Atherosclerosis is the build-up of fatty “plaques” on the interior of the arterial lumen. The fatty substance is cholesterol, essentially its low density lipoprotein (LDL) component. LDL can be oxidated to lead to several undesirable effects (increased productions of inflammatory cytokines, tissue factors, macrophages and monocytes). Since vitamin E is a very potent fat-soluble antioxidant, it can inhibit the oxidation of LDL and thereby aid in protecting against atherosclerosis and stabilizing the existing plaques. Under this logic, there could be a valuable role in the treatment of Afib. However, the results of randomized controlled clinical trials have been controversial.

What are the latest clinical trial results?

  1. From the Cleveland Clinic: Marc Gillinov, MD, and his colleagues found that adding surgical ablation of Afib during mitral valve surgery durably relieved the arrhythmia for about two-thirds of his patients but also increased the likelihood of requiring a pacemaker.

  2. From the Montefiore Medical Center in New York City: Luigi di Biase, MD, PhD, and his colleagues reported that, compared with treatment with Amiodarone*, catheter ablation of persistent Afib in patients with congestive heart failure (CHF) reduced arrhythmia recurrence and also reduced hospitalization rates and mortality. (*Amiodarone is a class III anti-arrhythmic agent used for various types of cardiac disrhythmias, both ventricular and atrial. It was discovered in 1961. Despite relatively common side effects, it is used in arrhythmias that are otherwise difficult to treat with medication.)

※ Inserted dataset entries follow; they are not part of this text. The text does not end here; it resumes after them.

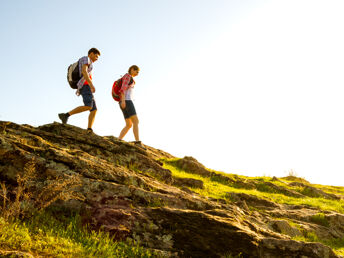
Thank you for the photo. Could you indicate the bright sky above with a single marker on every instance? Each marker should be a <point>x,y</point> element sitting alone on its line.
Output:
<point>246,87</point>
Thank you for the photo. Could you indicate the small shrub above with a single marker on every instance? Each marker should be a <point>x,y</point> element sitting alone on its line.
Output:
<point>320,219</point>
<point>24,201</point>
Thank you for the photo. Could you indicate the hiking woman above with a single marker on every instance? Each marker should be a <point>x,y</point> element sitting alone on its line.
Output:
<point>127,106</point>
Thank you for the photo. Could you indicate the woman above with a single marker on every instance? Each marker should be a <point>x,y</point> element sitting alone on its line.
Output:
<point>127,105</point>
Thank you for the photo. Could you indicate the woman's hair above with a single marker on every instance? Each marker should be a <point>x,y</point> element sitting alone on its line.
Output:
<point>94,50</point>
<point>134,67</point>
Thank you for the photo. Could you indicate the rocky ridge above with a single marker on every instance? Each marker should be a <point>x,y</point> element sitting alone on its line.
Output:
<point>125,190</point>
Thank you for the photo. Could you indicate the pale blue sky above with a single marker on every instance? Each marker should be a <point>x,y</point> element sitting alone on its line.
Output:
<point>246,87</point>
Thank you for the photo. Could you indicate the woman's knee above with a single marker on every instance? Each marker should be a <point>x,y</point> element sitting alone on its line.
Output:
<point>128,124</point>
<point>135,120</point>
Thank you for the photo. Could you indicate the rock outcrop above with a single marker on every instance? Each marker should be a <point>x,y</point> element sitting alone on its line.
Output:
<point>125,190</point>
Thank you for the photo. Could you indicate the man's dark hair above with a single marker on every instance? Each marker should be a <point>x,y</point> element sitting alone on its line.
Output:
<point>134,67</point>
<point>94,50</point>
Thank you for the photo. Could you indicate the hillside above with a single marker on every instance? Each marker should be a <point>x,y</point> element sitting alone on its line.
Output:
<point>171,206</point>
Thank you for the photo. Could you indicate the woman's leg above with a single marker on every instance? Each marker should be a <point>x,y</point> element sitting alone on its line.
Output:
<point>135,121</point>
<point>128,124</point>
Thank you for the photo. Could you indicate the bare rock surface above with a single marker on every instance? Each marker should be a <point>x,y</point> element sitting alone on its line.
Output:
<point>124,189</point>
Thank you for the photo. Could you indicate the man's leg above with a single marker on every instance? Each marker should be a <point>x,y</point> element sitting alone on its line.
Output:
<point>134,119</point>
<point>79,110</point>
<point>91,118</point>
<point>124,131</point>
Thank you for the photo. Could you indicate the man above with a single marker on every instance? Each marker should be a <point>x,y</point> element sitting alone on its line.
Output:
<point>86,89</point>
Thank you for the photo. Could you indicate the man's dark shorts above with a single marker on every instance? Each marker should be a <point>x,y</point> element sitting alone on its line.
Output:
<point>129,110</point>
<point>87,97</point>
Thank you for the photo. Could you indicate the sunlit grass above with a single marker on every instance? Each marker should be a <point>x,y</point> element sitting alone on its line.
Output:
<point>44,235</point>
<point>218,190</point>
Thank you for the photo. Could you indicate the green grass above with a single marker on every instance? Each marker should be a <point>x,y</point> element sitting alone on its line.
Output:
<point>44,235</point>
<point>337,245</point>
<point>217,189</point>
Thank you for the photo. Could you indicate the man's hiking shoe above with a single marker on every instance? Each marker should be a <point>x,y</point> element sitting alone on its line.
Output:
<point>63,117</point>
<point>139,144</point>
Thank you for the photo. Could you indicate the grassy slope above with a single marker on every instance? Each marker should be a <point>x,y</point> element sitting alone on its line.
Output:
<point>44,235</point>
<point>217,189</point>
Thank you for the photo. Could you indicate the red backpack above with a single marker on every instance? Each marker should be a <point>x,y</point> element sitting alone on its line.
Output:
<point>116,88</point>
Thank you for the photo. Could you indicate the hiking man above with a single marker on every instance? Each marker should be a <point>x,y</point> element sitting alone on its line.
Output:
<point>86,89</point>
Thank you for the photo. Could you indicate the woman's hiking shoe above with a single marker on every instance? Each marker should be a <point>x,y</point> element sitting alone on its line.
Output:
<point>139,144</point>
<point>63,117</point>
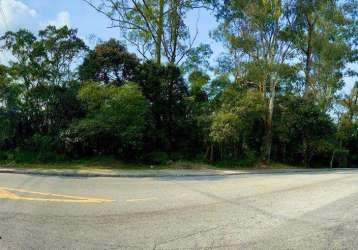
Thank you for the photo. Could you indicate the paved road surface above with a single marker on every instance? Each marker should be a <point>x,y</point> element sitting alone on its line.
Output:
<point>270,211</point>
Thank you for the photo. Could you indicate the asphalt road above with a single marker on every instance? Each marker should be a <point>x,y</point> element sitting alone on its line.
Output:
<point>269,211</point>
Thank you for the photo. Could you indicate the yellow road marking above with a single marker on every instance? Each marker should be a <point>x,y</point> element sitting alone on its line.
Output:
<point>8,193</point>
<point>144,199</point>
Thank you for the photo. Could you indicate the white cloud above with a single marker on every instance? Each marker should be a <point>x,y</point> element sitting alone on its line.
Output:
<point>15,14</point>
<point>62,19</point>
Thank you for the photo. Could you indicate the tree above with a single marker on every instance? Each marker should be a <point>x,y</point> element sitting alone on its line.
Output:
<point>46,59</point>
<point>236,124</point>
<point>303,131</point>
<point>115,122</point>
<point>156,28</point>
<point>109,62</point>
<point>323,34</point>
<point>165,89</point>
<point>254,33</point>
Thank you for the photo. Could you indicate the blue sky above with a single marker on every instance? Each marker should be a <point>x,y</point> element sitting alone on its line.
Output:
<point>34,14</point>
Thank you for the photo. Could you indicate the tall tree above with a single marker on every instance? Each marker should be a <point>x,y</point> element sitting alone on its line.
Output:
<point>156,28</point>
<point>254,33</point>
<point>109,62</point>
<point>324,34</point>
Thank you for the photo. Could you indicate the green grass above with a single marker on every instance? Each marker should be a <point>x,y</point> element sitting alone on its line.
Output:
<point>108,163</point>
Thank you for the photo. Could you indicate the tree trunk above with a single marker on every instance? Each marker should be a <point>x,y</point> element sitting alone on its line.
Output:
<point>268,136</point>
<point>332,159</point>
<point>308,66</point>
<point>160,29</point>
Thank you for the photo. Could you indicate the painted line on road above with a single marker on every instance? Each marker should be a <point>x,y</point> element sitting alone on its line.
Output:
<point>143,199</point>
<point>8,193</point>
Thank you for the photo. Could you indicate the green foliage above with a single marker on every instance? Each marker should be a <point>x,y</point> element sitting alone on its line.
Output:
<point>110,63</point>
<point>115,121</point>
<point>271,96</point>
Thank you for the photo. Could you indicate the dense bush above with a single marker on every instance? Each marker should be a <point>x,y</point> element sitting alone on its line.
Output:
<point>114,104</point>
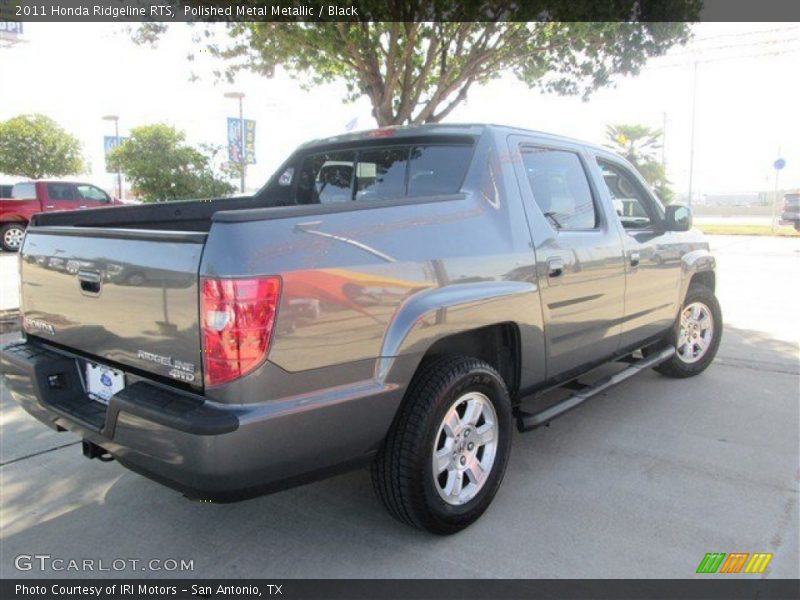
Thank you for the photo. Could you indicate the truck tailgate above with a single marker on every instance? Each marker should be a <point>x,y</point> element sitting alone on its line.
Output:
<point>124,296</point>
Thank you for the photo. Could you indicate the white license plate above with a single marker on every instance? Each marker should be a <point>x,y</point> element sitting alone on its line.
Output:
<point>103,382</point>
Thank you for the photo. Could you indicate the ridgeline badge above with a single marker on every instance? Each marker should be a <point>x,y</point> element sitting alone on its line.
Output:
<point>716,562</point>
<point>38,325</point>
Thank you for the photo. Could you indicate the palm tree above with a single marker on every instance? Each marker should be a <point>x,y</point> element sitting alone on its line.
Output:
<point>639,144</point>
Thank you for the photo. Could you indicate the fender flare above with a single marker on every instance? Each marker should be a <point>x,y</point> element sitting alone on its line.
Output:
<point>694,262</point>
<point>432,314</point>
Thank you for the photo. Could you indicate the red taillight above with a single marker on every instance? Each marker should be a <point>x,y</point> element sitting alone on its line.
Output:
<point>236,319</point>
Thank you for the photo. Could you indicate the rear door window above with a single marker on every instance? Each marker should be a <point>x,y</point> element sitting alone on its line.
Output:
<point>61,191</point>
<point>633,205</point>
<point>24,191</point>
<point>560,187</point>
<point>91,193</point>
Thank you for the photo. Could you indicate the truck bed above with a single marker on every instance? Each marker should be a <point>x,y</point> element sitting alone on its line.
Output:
<point>189,215</point>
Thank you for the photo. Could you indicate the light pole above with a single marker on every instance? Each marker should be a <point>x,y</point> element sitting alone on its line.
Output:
<point>694,121</point>
<point>115,118</point>
<point>242,160</point>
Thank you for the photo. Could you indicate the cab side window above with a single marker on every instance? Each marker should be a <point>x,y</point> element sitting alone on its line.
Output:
<point>560,187</point>
<point>61,191</point>
<point>633,205</point>
<point>92,194</point>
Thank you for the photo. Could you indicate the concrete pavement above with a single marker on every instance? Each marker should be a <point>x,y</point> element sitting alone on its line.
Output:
<point>640,482</point>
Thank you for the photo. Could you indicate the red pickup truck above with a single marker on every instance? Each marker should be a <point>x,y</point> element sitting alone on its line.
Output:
<point>31,197</point>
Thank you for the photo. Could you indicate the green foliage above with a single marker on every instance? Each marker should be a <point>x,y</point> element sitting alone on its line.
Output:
<point>161,166</point>
<point>34,146</point>
<point>418,72</point>
<point>639,145</point>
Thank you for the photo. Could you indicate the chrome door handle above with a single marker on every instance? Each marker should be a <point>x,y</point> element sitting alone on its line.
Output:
<point>555,267</point>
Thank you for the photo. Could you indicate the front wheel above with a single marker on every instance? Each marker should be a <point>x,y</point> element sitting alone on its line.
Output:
<point>11,236</point>
<point>445,456</point>
<point>696,335</point>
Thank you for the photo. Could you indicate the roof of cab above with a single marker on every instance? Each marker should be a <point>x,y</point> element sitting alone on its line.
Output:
<point>403,131</point>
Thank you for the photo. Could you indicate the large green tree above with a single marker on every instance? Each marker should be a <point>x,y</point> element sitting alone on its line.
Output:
<point>162,166</point>
<point>35,146</point>
<point>418,72</point>
<point>639,145</point>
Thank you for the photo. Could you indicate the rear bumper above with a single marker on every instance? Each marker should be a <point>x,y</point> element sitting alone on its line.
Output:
<point>206,450</point>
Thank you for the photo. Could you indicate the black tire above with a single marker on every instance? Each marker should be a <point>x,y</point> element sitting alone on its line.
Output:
<point>402,473</point>
<point>677,367</point>
<point>6,230</point>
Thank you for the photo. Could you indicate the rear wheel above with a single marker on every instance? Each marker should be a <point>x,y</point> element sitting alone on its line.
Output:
<point>696,335</point>
<point>11,236</point>
<point>445,456</point>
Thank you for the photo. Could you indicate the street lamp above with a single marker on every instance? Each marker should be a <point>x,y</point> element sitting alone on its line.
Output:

  3. From the Australia's Royal Adelaide Hospital: In a study involving 355 patients who had Afib with a body mass index of 27 kg/m2, Rajeev K. Pathak, MBBS, and his colleagues reported that, like in coronary disease, freedom from Afib starts with lifestyle changes. Thus, people who lost at least 10% of body weight were six times more likely to be free from arrhythmia without anti-arrhythmic medication at 5 years. These results may be partially offset for people whose weight fluctuated by more than 5% during the clinical study. Freedom from Afib regardless of medication use was 85% if the weight is kept off with less that 2% weight fluctuation compared with 59% among those whose weight shifted around in the 2%-5% of body weight range and 44% among those who fluctuated even more.